What the author says is that in the Modern Age, we still believe the chair (tradition) of religion should be there, but we can no longer take it for granted in our society. Now we have to make sure. Fundamentalism is an attempt to get that taken-for-grantedness back, an attempt to take society back to that golden era when the “state” chair (religion) was never questioned. Of course this is impossible, but fundamentalists are the ones who keep longing, who keep trying and trying.
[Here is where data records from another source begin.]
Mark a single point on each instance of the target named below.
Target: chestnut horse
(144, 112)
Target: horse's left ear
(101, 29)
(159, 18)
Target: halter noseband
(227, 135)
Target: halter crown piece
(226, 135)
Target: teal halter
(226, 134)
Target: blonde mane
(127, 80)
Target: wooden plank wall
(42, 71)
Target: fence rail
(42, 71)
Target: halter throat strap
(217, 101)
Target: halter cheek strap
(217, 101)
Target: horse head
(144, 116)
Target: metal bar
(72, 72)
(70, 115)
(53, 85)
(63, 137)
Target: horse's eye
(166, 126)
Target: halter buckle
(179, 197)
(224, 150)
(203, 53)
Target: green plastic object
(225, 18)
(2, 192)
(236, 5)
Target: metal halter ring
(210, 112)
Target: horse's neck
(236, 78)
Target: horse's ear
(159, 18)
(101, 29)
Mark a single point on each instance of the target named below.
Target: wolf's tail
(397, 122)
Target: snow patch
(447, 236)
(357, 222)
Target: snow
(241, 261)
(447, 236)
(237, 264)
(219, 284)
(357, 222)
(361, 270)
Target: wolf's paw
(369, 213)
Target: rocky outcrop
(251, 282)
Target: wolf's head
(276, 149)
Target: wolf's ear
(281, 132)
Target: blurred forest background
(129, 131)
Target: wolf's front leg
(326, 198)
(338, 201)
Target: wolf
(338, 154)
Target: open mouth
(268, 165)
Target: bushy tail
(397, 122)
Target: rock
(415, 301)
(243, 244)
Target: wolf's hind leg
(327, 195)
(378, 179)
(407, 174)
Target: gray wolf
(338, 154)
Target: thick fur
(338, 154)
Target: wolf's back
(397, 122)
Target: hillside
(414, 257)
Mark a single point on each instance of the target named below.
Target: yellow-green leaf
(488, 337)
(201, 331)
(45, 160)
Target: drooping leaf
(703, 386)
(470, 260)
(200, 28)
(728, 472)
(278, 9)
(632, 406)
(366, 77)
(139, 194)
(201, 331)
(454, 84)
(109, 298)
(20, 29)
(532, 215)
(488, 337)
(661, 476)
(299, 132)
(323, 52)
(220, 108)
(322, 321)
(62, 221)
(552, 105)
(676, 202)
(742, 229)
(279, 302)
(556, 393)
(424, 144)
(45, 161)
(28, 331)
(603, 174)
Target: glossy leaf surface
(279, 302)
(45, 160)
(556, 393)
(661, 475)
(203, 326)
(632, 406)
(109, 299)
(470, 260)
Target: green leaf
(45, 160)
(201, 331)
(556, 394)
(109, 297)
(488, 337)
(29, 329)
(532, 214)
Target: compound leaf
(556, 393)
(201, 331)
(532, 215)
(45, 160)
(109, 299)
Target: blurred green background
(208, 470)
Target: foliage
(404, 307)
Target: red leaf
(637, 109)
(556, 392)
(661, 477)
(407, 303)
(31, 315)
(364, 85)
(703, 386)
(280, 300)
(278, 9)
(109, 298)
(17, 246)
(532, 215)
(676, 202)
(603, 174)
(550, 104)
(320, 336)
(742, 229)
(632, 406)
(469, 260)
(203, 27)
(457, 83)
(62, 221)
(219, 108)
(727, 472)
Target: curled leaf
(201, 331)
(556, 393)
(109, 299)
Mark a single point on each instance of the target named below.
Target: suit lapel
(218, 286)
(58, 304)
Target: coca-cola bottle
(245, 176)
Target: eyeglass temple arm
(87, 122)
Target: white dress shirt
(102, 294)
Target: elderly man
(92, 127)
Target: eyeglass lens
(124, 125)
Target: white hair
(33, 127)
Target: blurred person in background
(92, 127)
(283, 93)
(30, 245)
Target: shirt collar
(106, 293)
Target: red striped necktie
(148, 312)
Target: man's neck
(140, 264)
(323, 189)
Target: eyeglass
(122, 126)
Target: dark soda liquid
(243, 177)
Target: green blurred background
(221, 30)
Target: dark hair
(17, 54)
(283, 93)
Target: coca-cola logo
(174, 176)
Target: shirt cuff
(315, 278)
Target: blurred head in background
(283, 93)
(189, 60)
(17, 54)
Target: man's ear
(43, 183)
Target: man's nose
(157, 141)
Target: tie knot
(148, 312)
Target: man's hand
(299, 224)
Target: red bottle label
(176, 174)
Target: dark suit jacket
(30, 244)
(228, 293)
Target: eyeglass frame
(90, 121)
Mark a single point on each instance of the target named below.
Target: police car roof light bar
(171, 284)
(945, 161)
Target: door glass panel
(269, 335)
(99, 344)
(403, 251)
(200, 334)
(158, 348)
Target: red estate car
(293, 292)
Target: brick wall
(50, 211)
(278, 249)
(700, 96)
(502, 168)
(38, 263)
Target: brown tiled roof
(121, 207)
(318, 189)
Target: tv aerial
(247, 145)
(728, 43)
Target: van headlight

To do this, fundamentalists make rules for their constituents. First, fundamentalists must have no significant interaction with outsiders because these might alter their view a shade or shake their certainty. Second, fundamentalists allow no doubt. You have to be sure. You must be absolutely confident you are right and not in any need of insight from people outside your tradition. If you start listening or questioning, it means your tradition can't be that taken-for-granted "chair." You see this in fundamentalist Muslim groups. They are fanatically right, and they don’t care to talk to you about it. You are a threat and should be eliminated. Anyone who doubts or questions is a threat and should be taken care of. Violence is an option. "Shoot them before they shoot us."

We condemn this behavior in Muslim terrorists. But when I watch the news, I sure see the same seeds of hatred and violence being sown in our own soil.  Even among Christians.  Are we afraid Jesus will lose ground? Is he only Lord of the past?


I am utterly committed to Jesus as my risen Lord and Savior. I love his miracles and words. I am a missionary for life wherever I happen to live. But I sure don't want to be counted as a fundamentalist if the fruit is such anger, judgment, violence, deafness, isolation, fear, longing for the past, and the idolatry of trusting my own certainty. Somehow it just doesn’t square. I am ashamed.